The customer is obliged to insure the delivered goods and the products hereof against accidental damage or accidental loss, including danger of fire and theft and to furnish the supplier at his request with proof of such an insurance.
The warranty period of all equipment will be 12 months or as otherwise specified by the relevant equipment suppliers of the specific equipment supplied to the customer.
Provided the customer has not altered or repaired the delivery item without consent, we are liable for defective deliveries, including failure to meet warranted characteristics. There is no obligation for us to cover follow-up costs, i.e. costs for assembly or disassembly of such parts, costs for stoppage, etc. If we are not responsible for the delayed dispatch of the delivery item the warranty expires latest after 12 months after receipt of the notification of the goods being ready for dispatch. Replaced parts become our property. We do not warrant for other defects than those mentioned here.
Our warranty for any defects expires, if the customer does not fulfill his contractual obligations, in particular if he does not meet the agreed terms of payment.
In order to be able to carry out all arrangements required by the supplier as well as to deliver replacements or replacement parts, the customer must grant us the required time and opportunity. Should this be denied, we are exempt from the liability for defects.
We do not warrant for damages, which occur after the passage of risk due to faulty or negligent treatment, extreme wear, faulty construction work, unsuitable operating resources as well as due to effects from temperature, weather, electro-chemical, chemical or electric source, as long as we are not guilty of causing these effects.
Any and all spare parts are excluded.
Transportation of the goods across the construction site.
Services including Mains connection of the control panel(s) (3 x 400 V + N + E, 50 Hz) unless otherwise agreed to in writing will be excluded from our installation. Cabling from potential free contacts between the Mechatronics(PTY)Ltd control panels and control panels from third parties unless otherwise agreed upon shall be for the customers account.
Compressor for compressed air and conduit-pipes (compressed air of 7 bar is required).

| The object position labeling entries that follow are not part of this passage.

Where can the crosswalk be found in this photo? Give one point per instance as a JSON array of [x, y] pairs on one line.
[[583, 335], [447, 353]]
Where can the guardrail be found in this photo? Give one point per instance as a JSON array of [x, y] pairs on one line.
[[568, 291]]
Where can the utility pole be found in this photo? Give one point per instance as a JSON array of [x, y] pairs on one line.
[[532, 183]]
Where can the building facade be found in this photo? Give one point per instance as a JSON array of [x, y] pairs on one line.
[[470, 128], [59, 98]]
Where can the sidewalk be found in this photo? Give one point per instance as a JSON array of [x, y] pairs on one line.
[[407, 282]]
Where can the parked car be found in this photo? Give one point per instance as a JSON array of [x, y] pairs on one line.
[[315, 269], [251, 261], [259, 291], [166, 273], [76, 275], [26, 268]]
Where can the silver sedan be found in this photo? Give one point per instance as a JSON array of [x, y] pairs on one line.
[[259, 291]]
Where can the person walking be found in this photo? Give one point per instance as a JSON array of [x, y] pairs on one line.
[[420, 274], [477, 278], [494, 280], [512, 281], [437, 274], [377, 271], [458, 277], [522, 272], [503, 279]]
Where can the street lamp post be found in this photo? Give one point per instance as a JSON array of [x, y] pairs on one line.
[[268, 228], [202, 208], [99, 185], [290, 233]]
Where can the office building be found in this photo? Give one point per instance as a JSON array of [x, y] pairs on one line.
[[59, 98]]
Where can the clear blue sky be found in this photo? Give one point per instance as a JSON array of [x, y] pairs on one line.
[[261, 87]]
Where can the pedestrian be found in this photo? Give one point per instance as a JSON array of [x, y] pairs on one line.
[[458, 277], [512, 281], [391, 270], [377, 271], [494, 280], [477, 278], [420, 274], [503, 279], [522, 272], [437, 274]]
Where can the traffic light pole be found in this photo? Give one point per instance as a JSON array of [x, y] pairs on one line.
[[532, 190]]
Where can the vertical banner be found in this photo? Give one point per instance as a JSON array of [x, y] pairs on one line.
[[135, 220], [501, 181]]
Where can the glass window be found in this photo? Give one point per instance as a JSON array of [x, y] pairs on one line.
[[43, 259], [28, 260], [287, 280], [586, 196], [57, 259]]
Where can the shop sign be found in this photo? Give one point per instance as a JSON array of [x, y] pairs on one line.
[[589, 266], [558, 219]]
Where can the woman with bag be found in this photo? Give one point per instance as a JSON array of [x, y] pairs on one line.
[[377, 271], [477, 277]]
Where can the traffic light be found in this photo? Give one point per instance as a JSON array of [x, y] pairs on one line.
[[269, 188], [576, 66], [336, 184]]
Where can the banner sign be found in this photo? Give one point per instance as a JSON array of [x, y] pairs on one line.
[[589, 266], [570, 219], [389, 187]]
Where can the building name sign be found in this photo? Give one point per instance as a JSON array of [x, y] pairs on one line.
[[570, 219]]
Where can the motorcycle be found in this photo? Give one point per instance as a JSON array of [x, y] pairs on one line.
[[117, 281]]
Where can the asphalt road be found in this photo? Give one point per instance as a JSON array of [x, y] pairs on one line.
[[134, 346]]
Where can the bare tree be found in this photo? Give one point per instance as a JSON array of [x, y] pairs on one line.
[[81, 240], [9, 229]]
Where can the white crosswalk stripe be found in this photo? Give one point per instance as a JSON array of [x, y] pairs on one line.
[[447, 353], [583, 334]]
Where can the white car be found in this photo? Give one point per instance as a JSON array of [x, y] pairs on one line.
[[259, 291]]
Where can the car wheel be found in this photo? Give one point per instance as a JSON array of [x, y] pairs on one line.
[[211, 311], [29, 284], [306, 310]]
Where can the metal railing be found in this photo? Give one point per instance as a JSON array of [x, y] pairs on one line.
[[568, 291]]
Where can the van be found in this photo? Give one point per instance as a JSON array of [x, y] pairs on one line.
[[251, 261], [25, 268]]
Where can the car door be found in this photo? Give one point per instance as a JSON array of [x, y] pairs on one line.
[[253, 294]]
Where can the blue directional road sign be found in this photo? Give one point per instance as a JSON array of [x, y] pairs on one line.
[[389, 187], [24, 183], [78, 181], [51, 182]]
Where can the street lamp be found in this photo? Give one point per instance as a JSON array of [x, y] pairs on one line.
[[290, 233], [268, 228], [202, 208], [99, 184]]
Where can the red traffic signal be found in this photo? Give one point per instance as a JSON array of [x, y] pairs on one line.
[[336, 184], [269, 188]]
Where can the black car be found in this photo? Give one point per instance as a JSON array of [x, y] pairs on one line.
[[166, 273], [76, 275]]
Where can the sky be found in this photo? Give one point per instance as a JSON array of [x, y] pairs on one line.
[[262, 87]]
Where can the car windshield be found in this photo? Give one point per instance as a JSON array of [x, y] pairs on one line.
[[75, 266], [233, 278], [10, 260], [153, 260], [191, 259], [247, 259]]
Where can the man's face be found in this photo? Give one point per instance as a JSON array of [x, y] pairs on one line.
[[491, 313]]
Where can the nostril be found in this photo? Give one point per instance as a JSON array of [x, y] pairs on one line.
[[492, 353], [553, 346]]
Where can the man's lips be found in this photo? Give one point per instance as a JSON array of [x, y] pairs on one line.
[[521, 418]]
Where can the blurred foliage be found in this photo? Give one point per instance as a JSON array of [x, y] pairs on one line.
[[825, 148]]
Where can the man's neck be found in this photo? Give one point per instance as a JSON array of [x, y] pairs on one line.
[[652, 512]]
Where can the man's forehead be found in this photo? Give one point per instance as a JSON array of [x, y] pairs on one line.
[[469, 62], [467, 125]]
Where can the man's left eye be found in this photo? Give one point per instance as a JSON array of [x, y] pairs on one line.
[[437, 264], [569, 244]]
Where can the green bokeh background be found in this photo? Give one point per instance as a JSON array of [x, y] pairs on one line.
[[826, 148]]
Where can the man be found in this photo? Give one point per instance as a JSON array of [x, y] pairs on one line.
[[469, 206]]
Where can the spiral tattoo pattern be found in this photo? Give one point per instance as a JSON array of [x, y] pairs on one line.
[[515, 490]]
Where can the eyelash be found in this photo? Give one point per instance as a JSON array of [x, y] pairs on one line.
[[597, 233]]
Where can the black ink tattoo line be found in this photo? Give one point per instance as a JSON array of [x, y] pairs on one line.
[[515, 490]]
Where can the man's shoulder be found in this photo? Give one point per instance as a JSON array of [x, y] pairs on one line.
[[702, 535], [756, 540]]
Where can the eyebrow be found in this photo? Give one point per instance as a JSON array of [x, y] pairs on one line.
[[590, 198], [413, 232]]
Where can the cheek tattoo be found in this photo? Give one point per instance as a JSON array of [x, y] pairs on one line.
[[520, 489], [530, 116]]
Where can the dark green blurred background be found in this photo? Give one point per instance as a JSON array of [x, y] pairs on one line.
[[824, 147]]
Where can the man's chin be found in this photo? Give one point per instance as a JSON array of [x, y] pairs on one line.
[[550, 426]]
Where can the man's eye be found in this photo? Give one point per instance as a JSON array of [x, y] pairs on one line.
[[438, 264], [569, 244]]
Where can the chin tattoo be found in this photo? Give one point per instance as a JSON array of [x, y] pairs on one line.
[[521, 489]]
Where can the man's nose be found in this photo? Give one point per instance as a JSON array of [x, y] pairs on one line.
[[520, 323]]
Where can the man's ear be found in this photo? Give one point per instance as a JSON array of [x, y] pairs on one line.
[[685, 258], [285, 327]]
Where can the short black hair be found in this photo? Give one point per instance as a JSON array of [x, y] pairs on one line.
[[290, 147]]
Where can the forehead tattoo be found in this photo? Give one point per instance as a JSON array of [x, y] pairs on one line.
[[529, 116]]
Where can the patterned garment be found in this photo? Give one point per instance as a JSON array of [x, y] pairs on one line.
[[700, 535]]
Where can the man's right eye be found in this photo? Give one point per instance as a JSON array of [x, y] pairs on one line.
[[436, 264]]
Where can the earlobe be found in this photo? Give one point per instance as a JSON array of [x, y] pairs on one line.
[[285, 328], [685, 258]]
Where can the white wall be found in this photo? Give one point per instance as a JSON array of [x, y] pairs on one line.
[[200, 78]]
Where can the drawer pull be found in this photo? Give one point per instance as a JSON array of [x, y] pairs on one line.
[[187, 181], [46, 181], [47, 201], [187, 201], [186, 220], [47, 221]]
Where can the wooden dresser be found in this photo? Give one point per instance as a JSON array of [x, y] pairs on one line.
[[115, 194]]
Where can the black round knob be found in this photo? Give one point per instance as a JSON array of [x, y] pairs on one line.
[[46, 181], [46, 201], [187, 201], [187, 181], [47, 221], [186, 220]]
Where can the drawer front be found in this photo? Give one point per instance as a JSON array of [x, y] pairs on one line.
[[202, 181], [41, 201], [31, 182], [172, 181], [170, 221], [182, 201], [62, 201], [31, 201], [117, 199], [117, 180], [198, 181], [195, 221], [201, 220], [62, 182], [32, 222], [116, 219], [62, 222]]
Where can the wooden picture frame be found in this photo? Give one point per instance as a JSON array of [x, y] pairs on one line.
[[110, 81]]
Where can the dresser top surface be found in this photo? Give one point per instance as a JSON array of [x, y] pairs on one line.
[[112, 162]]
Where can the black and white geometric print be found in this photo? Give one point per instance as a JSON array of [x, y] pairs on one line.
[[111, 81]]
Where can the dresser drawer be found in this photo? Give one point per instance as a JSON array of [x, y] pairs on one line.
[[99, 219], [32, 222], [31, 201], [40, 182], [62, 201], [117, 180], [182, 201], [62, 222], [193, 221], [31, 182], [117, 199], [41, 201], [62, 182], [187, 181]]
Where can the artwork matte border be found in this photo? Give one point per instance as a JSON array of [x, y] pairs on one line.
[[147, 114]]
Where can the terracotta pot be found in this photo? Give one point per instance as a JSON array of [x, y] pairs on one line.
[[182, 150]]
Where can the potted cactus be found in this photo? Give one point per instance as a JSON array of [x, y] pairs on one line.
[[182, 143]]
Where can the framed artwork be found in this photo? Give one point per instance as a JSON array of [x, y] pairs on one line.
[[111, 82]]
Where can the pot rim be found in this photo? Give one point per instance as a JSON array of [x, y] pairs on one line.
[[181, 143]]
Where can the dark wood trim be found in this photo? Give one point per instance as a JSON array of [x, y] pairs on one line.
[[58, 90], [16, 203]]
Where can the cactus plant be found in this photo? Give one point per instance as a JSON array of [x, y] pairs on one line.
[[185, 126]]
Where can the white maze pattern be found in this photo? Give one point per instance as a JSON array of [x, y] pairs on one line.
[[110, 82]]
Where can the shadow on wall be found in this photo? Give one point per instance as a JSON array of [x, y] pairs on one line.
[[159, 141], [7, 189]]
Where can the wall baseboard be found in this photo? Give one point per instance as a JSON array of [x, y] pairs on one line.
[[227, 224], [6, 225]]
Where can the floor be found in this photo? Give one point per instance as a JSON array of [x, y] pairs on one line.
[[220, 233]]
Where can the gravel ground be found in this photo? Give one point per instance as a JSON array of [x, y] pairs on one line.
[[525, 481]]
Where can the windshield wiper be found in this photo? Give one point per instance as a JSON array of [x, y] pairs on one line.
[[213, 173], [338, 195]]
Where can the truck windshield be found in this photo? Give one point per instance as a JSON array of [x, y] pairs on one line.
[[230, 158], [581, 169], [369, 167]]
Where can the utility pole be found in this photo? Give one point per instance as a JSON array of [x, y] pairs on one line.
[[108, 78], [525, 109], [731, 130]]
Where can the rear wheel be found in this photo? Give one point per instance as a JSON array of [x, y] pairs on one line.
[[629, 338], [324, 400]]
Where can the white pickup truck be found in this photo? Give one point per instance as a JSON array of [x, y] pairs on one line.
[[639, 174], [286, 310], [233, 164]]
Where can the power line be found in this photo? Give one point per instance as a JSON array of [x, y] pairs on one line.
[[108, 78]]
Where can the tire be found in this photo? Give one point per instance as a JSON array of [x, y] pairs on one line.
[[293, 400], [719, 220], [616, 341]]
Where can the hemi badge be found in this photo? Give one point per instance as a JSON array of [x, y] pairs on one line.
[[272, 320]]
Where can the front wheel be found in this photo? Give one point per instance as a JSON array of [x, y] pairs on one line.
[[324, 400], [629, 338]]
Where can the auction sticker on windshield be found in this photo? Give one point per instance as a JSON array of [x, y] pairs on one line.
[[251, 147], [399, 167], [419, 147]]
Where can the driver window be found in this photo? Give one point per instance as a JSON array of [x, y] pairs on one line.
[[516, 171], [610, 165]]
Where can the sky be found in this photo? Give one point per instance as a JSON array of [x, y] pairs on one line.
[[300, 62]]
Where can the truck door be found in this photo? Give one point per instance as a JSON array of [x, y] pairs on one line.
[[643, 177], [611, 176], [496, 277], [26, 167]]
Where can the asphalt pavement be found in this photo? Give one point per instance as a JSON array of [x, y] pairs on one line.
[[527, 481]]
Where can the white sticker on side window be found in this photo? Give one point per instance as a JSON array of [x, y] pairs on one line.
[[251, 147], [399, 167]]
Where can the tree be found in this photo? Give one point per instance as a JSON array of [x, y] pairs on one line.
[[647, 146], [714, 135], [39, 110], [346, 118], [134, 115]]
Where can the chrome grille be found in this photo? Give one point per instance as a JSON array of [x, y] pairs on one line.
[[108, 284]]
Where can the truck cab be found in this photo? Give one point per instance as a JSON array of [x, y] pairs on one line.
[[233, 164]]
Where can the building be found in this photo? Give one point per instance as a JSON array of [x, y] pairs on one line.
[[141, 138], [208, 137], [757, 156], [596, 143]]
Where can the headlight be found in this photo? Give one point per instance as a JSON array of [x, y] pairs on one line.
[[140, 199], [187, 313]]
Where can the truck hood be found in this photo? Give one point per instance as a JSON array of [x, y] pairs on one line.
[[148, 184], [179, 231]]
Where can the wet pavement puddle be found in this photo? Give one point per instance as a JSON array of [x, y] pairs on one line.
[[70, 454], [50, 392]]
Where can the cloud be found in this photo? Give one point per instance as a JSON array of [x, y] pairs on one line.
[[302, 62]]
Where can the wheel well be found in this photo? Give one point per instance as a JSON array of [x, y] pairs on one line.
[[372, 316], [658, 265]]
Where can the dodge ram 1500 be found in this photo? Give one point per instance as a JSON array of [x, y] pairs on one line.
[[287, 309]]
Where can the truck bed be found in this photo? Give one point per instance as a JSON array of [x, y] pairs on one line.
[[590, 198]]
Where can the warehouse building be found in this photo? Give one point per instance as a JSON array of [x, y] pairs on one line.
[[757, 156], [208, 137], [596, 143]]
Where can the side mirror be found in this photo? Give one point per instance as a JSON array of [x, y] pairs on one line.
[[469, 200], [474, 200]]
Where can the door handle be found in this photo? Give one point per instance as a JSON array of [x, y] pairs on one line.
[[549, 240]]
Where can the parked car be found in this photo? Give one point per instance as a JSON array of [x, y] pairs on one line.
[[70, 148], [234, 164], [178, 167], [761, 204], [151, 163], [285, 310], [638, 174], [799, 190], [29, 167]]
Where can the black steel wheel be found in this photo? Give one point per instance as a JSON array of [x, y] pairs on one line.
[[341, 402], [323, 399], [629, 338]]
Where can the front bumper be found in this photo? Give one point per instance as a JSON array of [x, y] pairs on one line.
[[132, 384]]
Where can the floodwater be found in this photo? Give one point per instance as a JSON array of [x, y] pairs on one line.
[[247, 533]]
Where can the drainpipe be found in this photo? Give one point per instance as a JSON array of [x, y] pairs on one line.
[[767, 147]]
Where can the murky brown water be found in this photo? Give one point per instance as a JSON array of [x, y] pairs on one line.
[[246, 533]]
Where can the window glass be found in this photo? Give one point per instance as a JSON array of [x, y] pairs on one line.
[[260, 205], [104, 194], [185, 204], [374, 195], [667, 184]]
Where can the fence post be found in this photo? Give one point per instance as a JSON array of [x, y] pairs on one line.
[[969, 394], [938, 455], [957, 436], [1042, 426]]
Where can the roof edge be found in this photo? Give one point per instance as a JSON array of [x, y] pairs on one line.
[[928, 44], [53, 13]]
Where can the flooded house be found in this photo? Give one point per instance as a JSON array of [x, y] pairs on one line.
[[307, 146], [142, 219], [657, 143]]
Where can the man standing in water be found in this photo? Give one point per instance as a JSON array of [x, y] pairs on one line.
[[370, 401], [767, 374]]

Necessary supply- and drain-pipes for steam, compressed air, water, gas, waste etc, including necessary valves, regulators and isolation of these pipes.
Necessary extra support beams or steel constructions, if any.
All necessary modifications and labour on buildings and or present equipment, connecting conveyors and supply lines, unless stated otherwise.
Roof lead-through, exhaust ducts, chimneys etc.
If required, floor levelling for installation parts.
Mobile or fixed platforms or ladders etc. to give access to higher level installation parts for inspection and maintenance. Walkways crossing conveyor lines, if required.
Installation, production or commissioning requirements:
Supply of products and ingredients needed for tests and start-up is to be supplied by the customer at the suppliers request.
Cost for inspection of the installation by local authorities and resulting modification costs, if any will be for the customers account. Removing and re-assembling, after assembly of the delivered installation, of local parts where our installation is to be installed, such as lights, conduits, piping etc shall not fall part of our scope of supply and will be part of the customers account.
Place of fulfillment for delivery will be as per the purchase order supplied.
Place of jurisdiction for all disputes – including action on a dishonored bill and checks – is Port Ellizabeth, South Africa.
The contractual obligations are subject to South African law.